Things happen with campaign technology. People are building fast with shoestring budgets. The apps don’t get enough testing. The volunteers don’t get enough training. “There was never any training on how to use the app or real-time getting the users in a room and seeing if they could log in,” says Sean Bagniewski, the chairman of the Polk County Democrats in Iowa. “A lot of people were only getting the ability to download in the last couple of days.” Bagniewski also says that it wasn’t just the reporting app that failed. Much of the technology that the state party rolled out did not work correctly, he says, noting a glitchy online-accessibility request form.
Democrats had a famous flameout with software called Houdini in 2008. Mitt Romney’s campaign had similar problems with tech it called Orca. “We had time. We had resources,” Harper Reed, who ran the technology team for Barack Obama in 2012, told me at the time. “We had done what we thought would work, and it still could have broken. Something could have happened.”
But how the decision was made to select Shadow, what the Iowa Democratic Party asked for, and what the company delivered all merit scrutiny. The biggest question is: Why and how did an unproven company end up building this one-off caucus app, which seems entirely distinct from its primary work?
That’s one reason clarifying the relationship between Shadow and Acronym is important. McGowan’s husband, Michael Halle, was Hillary Clinton’s lead organizer in Iowa, and has deep links to the state-party infrastructure. For those upset by the caucus situation—particularly Bernie Sanders supporters who have long had beef with the Democratic hierarchy—the fact that Halle is now a Buttigieg adviser won’t do anything to tamp down their anger. Ben Halle, Michael’s brother, is Buttigieg’s Iowa communications director, and made waves tweeting out caucus results sheets that had an as-yet-unexplained PIN written on them. (I’ve reached out to Michael Halle for comment and will update the piece if I hear back.)
Before the caucus mess, the Iowa Democratic Party had kept the app under tight wraps, refusing to disclose any details about it. Now the only way it can restore trust in the integrity of the process will be to come clean about how it settled on this app developer.
The problem with conspiracy theories, though, is that they assume high levels of coordination and competence. Look around and that seems far-fetched.

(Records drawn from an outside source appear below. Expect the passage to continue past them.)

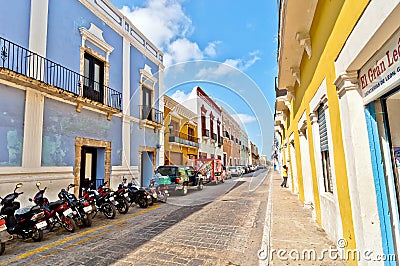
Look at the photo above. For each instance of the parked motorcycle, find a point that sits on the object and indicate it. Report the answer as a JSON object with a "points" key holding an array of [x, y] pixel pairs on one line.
{"points": [[100, 202], [121, 203], [56, 213], [81, 208], [136, 194], [158, 190], [28, 222]]}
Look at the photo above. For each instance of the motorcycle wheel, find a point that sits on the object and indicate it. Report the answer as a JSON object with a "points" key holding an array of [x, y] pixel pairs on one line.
{"points": [[37, 235], [123, 205], [2, 248], [143, 203], [108, 210], [164, 197], [201, 185], [184, 190], [87, 221], [68, 224]]}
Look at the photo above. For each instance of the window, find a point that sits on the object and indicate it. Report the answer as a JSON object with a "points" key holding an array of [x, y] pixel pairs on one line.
{"points": [[93, 88], [323, 134], [146, 104]]}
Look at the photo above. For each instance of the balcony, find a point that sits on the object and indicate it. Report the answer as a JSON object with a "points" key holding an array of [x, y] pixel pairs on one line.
{"points": [[220, 141], [151, 116], [214, 137], [184, 139], [205, 133], [24, 65], [226, 134]]}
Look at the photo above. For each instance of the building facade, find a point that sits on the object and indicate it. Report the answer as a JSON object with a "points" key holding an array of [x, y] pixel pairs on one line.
{"points": [[209, 121], [181, 144], [80, 96], [231, 139], [338, 70]]}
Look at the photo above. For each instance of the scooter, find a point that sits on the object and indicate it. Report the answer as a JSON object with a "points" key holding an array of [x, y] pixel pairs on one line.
{"points": [[81, 208], [116, 197], [28, 222], [158, 191], [56, 213], [100, 202], [136, 194]]}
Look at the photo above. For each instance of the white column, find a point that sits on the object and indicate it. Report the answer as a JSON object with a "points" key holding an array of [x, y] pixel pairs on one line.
{"points": [[126, 76], [161, 108], [33, 128], [38, 26], [34, 102], [126, 123], [358, 164]]}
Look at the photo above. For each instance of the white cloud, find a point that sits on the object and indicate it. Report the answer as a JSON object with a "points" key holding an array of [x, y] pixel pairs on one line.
{"points": [[244, 118], [166, 25], [229, 66]]}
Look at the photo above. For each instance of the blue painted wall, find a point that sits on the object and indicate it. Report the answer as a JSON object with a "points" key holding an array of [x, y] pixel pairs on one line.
{"points": [[62, 124], [15, 21], [12, 110], [380, 182], [64, 39]]}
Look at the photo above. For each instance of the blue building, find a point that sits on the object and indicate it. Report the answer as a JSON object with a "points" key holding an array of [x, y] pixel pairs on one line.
{"points": [[80, 91]]}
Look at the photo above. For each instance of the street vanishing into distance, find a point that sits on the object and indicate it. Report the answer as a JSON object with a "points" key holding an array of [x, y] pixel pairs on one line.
{"points": [[221, 225]]}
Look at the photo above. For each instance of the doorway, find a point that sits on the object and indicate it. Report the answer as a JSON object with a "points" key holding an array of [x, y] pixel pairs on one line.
{"points": [[92, 170], [92, 163], [147, 165]]}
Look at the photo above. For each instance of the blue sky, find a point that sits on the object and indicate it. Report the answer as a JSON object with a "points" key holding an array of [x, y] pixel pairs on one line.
{"points": [[236, 43]]}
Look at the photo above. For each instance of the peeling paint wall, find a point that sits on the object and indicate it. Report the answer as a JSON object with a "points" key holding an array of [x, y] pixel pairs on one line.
{"points": [[61, 124], [12, 109]]}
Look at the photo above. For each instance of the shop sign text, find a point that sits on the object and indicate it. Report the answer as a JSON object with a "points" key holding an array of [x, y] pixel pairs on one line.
{"points": [[383, 69]]}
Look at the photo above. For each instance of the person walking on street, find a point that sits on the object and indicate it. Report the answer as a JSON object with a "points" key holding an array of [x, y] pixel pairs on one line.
{"points": [[285, 176]]}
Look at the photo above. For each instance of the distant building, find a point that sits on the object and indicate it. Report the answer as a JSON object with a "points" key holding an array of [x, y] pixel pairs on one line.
{"points": [[209, 124], [181, 143]]}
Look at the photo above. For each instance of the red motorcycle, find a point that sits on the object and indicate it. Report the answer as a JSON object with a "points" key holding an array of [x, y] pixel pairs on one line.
{"points": [[116, 197], [56, 213], [100, 202]]}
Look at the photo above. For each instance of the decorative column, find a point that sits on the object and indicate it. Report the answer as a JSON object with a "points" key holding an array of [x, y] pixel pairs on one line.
{"points": [[358, 162], [126, 108]]}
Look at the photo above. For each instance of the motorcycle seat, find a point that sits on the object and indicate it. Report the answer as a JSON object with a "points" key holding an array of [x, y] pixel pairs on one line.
{"points": [[23, 212], [54, 205]]}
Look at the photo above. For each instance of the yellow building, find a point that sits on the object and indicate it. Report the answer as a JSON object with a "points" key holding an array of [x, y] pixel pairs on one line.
{"points": [[181, 142], [336, 119]]}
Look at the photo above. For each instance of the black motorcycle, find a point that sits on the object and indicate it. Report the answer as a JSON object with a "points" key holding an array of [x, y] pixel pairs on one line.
{"points": [[28, 222], [81, 208], [100, 202], [119, 200], [136, 194]]}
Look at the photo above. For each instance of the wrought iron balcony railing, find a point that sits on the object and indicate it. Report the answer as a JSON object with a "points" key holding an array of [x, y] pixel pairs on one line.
{"points": [[22, 61], [226, 134], [182, 138], [151, 114], [205, 132]]}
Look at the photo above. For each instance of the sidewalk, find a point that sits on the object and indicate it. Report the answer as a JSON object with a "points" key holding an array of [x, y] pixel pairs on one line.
{"points": [[294, 232]]}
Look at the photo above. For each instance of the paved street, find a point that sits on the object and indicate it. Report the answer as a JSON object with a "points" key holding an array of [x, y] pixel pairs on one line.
{"points": [[221, 225]]}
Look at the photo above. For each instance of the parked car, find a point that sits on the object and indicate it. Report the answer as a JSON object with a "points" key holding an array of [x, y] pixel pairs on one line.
{"points": [[182, 177], [235, 171]]}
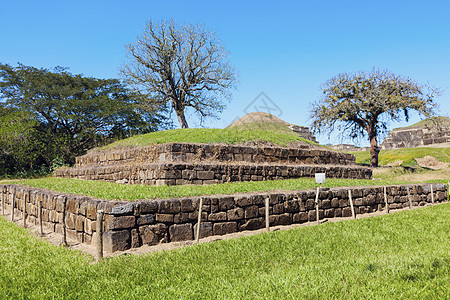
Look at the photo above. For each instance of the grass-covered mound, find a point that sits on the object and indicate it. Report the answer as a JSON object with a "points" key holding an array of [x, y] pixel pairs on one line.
{"points": [[400, 255], [406, 156], [209, 136]]}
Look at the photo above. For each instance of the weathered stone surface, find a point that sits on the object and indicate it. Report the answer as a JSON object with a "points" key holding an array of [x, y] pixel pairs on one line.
{"points": [[123, 209], [119, 222], [235, 214], [153, 234], [171, 206], [145, 219], [116, 240], [220, 216], [253, 224], [148, 207], [301, 217], [180, 232], [206, 229], [224, 228]]}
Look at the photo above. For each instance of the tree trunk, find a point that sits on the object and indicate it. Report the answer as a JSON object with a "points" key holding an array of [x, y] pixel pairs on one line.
{"points": [[182, 119], [374, 150]]}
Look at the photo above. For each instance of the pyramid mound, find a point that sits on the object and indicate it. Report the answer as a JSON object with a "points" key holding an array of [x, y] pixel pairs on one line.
{"points": [[266, 121], [431, 131]]}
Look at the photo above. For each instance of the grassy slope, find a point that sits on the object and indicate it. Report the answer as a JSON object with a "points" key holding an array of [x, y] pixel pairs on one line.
{"points": [[209, 135], [400, 255], [111, 191], [406, 154]]}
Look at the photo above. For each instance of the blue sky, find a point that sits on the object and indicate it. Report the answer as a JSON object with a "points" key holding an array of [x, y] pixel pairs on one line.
{"points": [[285, 49]]}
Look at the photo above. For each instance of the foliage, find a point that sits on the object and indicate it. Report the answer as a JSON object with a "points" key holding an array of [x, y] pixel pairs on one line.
{"points": [[208, 136], [180, 67], [49, 114], [400, 255], [363, 104]]}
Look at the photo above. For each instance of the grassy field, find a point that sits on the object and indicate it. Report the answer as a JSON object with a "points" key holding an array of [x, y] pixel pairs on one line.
{"points": [[404, 255], [111, 191], [209, 135], [406, 155]]}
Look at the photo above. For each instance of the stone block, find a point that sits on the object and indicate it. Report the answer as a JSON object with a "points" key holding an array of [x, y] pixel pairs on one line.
{"points": [[91, 209], [346, 212], [116, 240], [79, 223], [148, 207], [301, 217], [171, 206], [251, 212], [206, 229], [180, 232], [217, 217], [145, 219], [253, 224], [235, 214], [135, 239], [311, 215], [284, 219], [205, 175], [164, 218], [122, 209], [226, 203], [224, 228], [153, 234], [244, 201], [188, 205], [119, 222]]}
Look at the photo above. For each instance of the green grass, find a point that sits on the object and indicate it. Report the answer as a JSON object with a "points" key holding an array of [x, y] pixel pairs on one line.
{"points": [[208, 136], [402, 255], [407, 155], [112, 191]]}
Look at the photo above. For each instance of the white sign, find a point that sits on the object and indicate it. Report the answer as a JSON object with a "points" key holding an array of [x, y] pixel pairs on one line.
{"points": [[320, 178]]}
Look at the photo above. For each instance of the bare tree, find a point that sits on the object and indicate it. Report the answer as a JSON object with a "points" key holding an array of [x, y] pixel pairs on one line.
{"points": [[364, 103], [179, 67]]}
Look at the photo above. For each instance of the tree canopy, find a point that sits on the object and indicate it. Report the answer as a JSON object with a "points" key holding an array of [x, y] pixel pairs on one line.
{"points": [[181, 67], [64, 114], [363, 104]]}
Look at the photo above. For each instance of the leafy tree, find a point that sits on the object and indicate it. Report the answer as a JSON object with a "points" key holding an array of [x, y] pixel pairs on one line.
{"points": [[364, 103], [180, 67], [72, 113]]}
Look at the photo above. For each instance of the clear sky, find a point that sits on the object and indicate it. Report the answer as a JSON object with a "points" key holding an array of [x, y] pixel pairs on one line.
{"points": [[285, 49]]}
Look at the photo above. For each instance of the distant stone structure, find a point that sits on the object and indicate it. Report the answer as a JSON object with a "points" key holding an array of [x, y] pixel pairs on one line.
{"points": [[411, 137], [303, 132]]}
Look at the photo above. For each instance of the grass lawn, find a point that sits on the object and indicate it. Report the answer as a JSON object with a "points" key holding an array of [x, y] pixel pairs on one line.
{"points": [[407, 155], [209, 135], [111, 191], [401, 255]]}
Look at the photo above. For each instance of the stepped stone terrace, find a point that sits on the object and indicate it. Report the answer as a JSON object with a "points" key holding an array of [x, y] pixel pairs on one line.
{"points": [[190, 163]]}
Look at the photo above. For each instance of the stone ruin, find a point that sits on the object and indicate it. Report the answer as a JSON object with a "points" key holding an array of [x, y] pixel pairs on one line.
{"points": [[190, 163], [411, 137]]}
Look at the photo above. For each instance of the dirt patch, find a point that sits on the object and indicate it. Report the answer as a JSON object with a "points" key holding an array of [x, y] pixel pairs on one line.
{"points": [[431, 162]]}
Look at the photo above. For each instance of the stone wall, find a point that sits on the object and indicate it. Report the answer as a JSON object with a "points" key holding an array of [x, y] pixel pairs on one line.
{"points": [[132, 224], [190, 152], [199, 173], [415, 137], [184, 163]]}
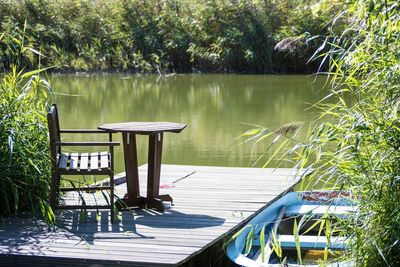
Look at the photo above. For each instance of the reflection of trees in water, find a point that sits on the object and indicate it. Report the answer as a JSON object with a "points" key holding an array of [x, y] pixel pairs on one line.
{"points": [[211, 105]]}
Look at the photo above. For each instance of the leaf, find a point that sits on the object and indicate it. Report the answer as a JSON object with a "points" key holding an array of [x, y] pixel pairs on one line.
{"points": [[249, 241], [262, 243]]}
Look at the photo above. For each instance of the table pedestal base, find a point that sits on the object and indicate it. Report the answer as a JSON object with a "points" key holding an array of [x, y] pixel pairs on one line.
{"points": [[143, 202]]}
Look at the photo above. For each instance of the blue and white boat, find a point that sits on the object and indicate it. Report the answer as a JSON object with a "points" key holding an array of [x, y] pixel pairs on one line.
{"points": [[297, 229]]}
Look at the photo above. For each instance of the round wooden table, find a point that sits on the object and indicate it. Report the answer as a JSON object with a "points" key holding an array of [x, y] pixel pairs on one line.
{"points": [[155, 132]]}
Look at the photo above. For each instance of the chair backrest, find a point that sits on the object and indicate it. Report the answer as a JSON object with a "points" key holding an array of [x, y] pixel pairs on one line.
{"points": [[54, 130]]}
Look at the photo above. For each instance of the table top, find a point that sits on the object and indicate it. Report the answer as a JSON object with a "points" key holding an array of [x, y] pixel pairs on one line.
{"points": [[143, 127]]}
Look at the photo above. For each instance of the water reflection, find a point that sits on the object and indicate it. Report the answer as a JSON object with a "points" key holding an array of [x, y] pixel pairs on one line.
{"points": [[213, 107]]}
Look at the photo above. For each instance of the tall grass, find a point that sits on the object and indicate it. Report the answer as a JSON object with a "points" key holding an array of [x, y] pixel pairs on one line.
{"points": [[356, 144], [24, 148], [167, 36]]}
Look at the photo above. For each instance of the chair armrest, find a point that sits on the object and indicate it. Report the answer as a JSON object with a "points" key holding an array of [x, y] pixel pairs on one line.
{"points": [[87, 143], [82, 131]]}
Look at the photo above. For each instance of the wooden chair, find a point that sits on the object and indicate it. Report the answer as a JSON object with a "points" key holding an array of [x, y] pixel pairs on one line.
{"points": [[78, 163]]}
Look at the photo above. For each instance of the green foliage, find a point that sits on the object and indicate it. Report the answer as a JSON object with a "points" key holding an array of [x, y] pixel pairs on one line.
{"points": [[357, 146], [165, 36], [24, 149]]}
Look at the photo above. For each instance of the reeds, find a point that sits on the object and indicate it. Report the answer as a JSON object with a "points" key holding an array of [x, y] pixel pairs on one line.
{"points": [[24, 149], [356, 143]]}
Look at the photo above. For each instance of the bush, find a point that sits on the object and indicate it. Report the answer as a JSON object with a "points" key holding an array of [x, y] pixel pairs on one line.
{"points": [[166, 36], [24, 148], [357, 147]]}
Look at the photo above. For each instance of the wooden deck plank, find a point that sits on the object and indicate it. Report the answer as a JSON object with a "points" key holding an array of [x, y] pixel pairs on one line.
{"points": [[209, 203]]}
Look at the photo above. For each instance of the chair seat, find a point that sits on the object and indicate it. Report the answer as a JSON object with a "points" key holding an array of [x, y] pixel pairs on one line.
{"points": [[84, 162]]}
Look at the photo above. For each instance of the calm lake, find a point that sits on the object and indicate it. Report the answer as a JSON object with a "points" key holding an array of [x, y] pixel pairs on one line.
{"points": [[215, 108]]}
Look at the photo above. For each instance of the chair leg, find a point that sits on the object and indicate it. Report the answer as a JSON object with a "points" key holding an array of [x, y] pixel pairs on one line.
{"points": [[54, 189], [112, 196]]}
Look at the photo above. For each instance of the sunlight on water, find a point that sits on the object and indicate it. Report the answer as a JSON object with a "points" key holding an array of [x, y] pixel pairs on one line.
{"points": [[214, 107]]}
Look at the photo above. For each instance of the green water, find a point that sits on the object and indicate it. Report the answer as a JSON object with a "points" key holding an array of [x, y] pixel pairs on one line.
{"points": [[214, 107]]}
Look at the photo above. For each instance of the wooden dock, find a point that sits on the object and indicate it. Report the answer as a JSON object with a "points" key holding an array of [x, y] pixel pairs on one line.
{"points": [[209, 204]]}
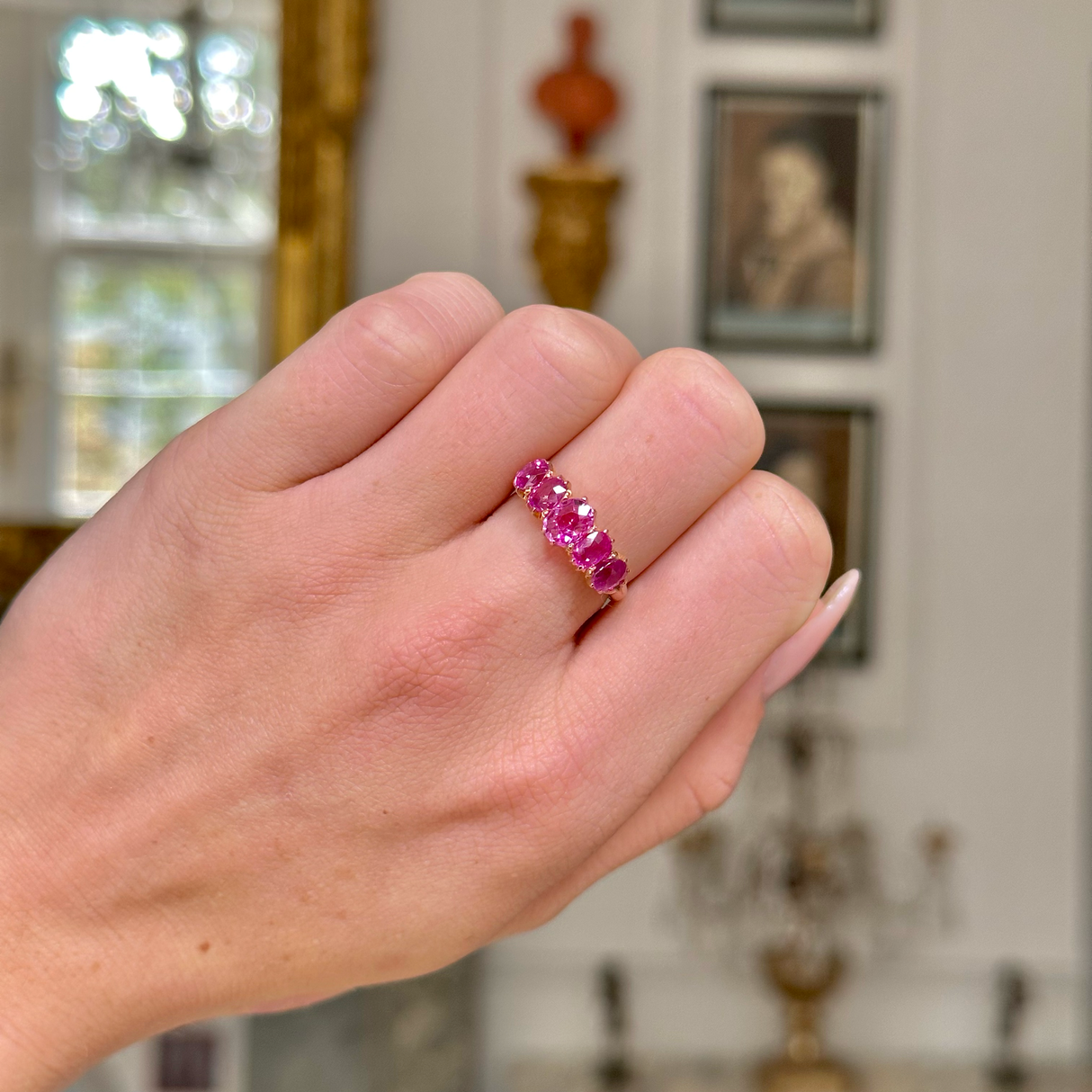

Jeremy Bird, a star field director with the Obama campaign, has noted that the problems with the caucus reporting went far beyond the app itself. People were downloading the app on the day of the caucus itself, not far in advance. “That is a training/planning/organizational problem,” Bird tweeted. “Should have had multiple dry runs & zero people should have been downloading anything on caucus night.”
As is often the case, the technology that gets deployed doesn’t solve problems. It reveals them.